I'm a new guy to databases, and I'm trying to figure out a good solution for dealing with large datasets. I mostly do statistical analyses using R, so I don't need a database as the backend of web pages or anything. By datasets are generally static - they are just big.
I was trying to do a simple left join of a ~10,000,000 record table on a ~1,400,000 table. The 1.4 m table had unique records. After churning for 3 hours, it quit on me. The query was specified correctly - I ran it limiting the retrievals to 1000 records and it returned exactly as I expected. Eventually, I found a way to split this up into 10 queries and it ran, but by this time, I was able to do that merge in R pretty quickly, without all the fancy calls to sqlite and indexing.

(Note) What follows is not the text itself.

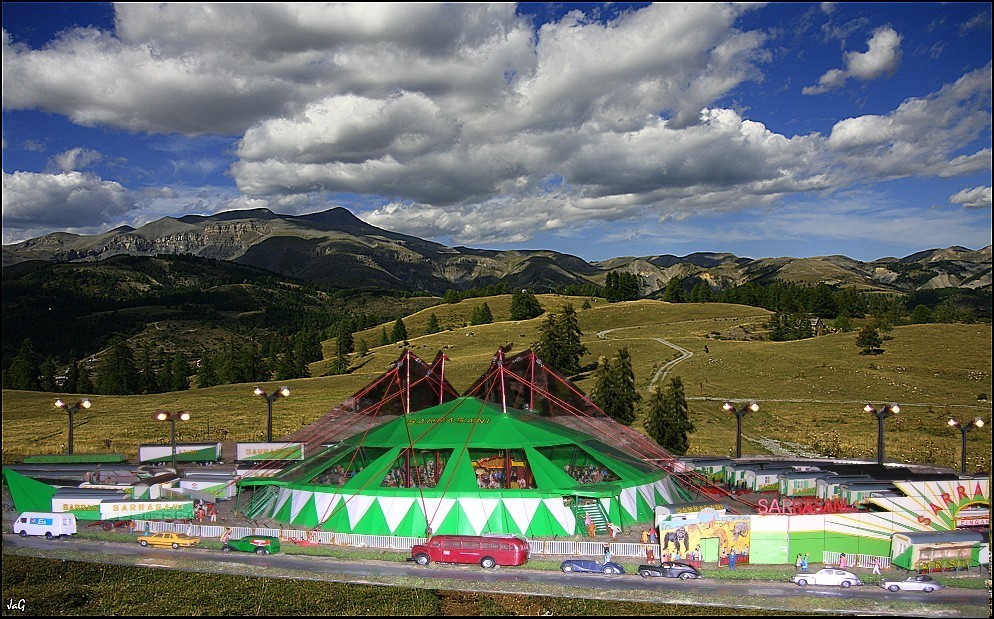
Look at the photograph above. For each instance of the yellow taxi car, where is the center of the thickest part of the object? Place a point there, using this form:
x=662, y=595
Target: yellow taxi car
x=174, y=540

I've been looking to use databases because I thought they were faster/more effective for these basic data manipulations, but maybe I'm just overlooking something. In the above example, I had indexed in the appropriate columns, and I'm surprised that sqlite could not handle it whilst R could.

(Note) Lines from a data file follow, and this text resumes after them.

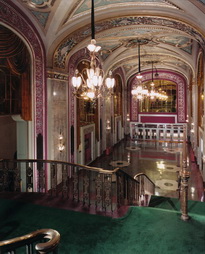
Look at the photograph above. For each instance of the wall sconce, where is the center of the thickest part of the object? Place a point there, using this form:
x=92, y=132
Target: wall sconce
x=61, y=146
x=108, y=127
x=128, y=117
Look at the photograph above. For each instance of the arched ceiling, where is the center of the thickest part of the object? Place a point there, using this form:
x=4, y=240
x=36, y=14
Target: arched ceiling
x=172, y=29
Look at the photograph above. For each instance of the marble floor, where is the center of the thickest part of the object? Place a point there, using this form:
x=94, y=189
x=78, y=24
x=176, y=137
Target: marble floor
x=160, y=161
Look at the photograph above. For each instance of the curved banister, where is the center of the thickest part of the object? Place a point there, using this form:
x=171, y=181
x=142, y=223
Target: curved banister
x=142, y=174
x=100, y=170
x=52, y=235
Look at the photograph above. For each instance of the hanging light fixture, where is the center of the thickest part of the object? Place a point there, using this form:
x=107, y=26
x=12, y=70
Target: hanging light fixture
x=90, y=84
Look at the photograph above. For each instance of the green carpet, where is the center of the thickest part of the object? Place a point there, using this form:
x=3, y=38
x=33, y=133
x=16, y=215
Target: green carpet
x=144, y=230
x=194, y=207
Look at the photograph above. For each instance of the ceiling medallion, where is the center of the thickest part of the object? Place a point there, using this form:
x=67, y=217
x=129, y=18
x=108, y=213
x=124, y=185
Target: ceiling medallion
x=133, y=43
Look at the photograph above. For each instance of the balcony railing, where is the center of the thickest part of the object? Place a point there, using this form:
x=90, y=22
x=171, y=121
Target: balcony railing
x=106, y=190
x=160, y=132
x=32, y=241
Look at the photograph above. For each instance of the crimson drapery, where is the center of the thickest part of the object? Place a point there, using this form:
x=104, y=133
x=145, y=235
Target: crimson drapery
x=17, y=61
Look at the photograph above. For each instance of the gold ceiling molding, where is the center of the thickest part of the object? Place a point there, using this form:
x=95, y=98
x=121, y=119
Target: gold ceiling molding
x=41, y=5
x=56, y=75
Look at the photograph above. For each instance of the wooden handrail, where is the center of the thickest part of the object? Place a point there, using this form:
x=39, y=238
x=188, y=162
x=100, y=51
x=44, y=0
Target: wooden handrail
x=100, y=170
x=142, y=174
x=51, y=245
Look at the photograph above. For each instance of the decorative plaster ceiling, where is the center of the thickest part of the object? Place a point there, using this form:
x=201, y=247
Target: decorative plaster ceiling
x=171, y=27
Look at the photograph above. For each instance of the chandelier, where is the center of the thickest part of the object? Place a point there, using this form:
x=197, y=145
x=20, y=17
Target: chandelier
x=90, y=84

Sorry if this question is a little foggy (I'm a little foggy on databases), but if anyone has any advice on something obvious I'm doing wrong to not take advantage of the power of sqlite, that would be great. Or am I just expecting to much of of it, and a 100 m X 1.4 m record merge is just too big to execute without breaking it up?
I would think that a database could outperform R in this respect?
thanks!
EXL